Poem: Privileged Nature

Beneath the age old trees
the ones who have seen many a human lifetimes
battling centuries
from foraging animals to hunters extreme
there must have been a time once
a time of Trees
tall, wide and generous
the sky above speckled green
with heavy foliage,
there must have been an age revered
nature far outweighing industries and machine-made.
There must have been a time once
when sitting under a tree tall
with leaves swaying in the wind
the blue sky peeking
one must have known in nature he dwelled
but now concrete floors wrap around
as if privileging nature by letting it grow
through crevice and crakes
suddenly a rare relic of days long gone
slowly dwindling into history old.
Trees no more
simply pieces for aesthetic and decor.


Poem: Faith – the mountain mover

She who is most unusual
made of something akin to a tree
but magic be something that flows
all the way through her core,
in Faith, she sits ever so still
the littlest of the three
ever so still she will sit
never minding the birds that perch
or chirp, stirring
never would she flee
gaze rested upon a still rock
barely the size of her fist.
Faith sits,
in the hope that today be the day
her magic sparks,
like Clandence who can light a fire
or Papa who stands the mightiest winds
or even Mama who could sing
bringing mist over the mountains.
Faith sits,
Papa’s voice playing in her mind
‘Faith can move mountains, dear,’
and she stares at the rock
while the other treelings play
hide and still.
Watch her a moment
give her a glance
maybe now, maybe in a bit
Faith may move that mountain still…
for three long days
the mountain remains,
and Faith dismays
resorting to a rock,
maybe that she will sway…
except how the drowsiness betrays
her head lulling from this side
to that,
and when she wakes briefly, the rock can no longer be seen.
Had she done it?
In her sleep?
Resolved, she stares at the mountain then.
Perhaps tomorrow it shall move.

Poem: Trees

‘Hey Mr, Mr. What you be doing?’
chimed a little fellow
down he be glaring
intrigued and beguiled
watching a grown man scribbling
on the trodden footpath
and curiously he’d be asking,
‘Hey Mr, Mr.

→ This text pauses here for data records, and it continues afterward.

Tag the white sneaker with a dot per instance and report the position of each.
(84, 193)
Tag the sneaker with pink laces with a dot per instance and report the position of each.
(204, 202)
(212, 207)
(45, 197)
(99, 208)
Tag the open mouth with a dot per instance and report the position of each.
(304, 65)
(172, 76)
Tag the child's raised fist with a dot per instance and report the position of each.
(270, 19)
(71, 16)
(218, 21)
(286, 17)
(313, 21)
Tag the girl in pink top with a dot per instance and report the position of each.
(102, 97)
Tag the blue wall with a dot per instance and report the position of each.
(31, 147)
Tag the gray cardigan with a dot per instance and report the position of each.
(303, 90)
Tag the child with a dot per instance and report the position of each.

What you be doing?’
The man smiled up
wide and crazy
a certain gleam in his eyes
‘Just watch, my boy!’
‘Just watch,’
as he continued
picking this chalk and that
his hands dusty
and the boy did just that
dancing on his tip toes
over the man’s shoulder.
Slowly and slowly
the scribbles took shape
sported colours and shades
and in that strange concrete jungle
that once used to be healthy
came to life a giant tree.
‘Hey Mr, Mr. What strange thing is that?’
The man stood and dusted his palms
eyeing the buildings tall around he
and he sighed
‘That my boy, is what we used to call a tree!’
‘What’s a tree, Mr?!’
the boy beamed
drawing a greater sigh from he
‘It used to home, somewhere we could breathe,
fresh air, and greenery!’
‘Oh,’ the boy mumbled, pocketing his hands,
eyes on the tree on the asphalt.
‘I only ever seen them in books.’
‘Aye,’ said the man, packing up his pastels.
‘Nowadays, that’s the only place you’ll find it.’
‘Why? They look beautiful.’
‘Because we killed them all, little fellow,
one tree at a time till there were no more.’
‘That’s a shame, Mr. Maybe my friends and I would have liked them.’
‘Maybe,’ and with that the man walked away
in search of another path
another boy
another soul
for whom he could draw a Tree.

(I do hope this is not where the world is headed!)

Seasons forgot to turn

Peculiarly it seemed
the seasons forgot to turn
the trees stood bewildered
shaking there branches and twigs
watching, waiting for their leaves to fall
the flowers turned their petals out
reaching towards the sun
astounded they did not wilt, nor lose there scent
the birds chirped excited, turning their heads to the horizon
what in the world was happening here
the rivers swelled and gurgled along
nourishing the soil they touched
and instead of frost, pollen fled and floated
streaming down onto the land,
birds and bees and all that’s there looked on
all their heads turned
they watched in silent inquisitive
as the sun lingered on
and the white cotton clouds rolled on.
The trees shook their branches.
Why had the seasons stopped and forgot to turn?
Peculiar it seemed, though life moved on.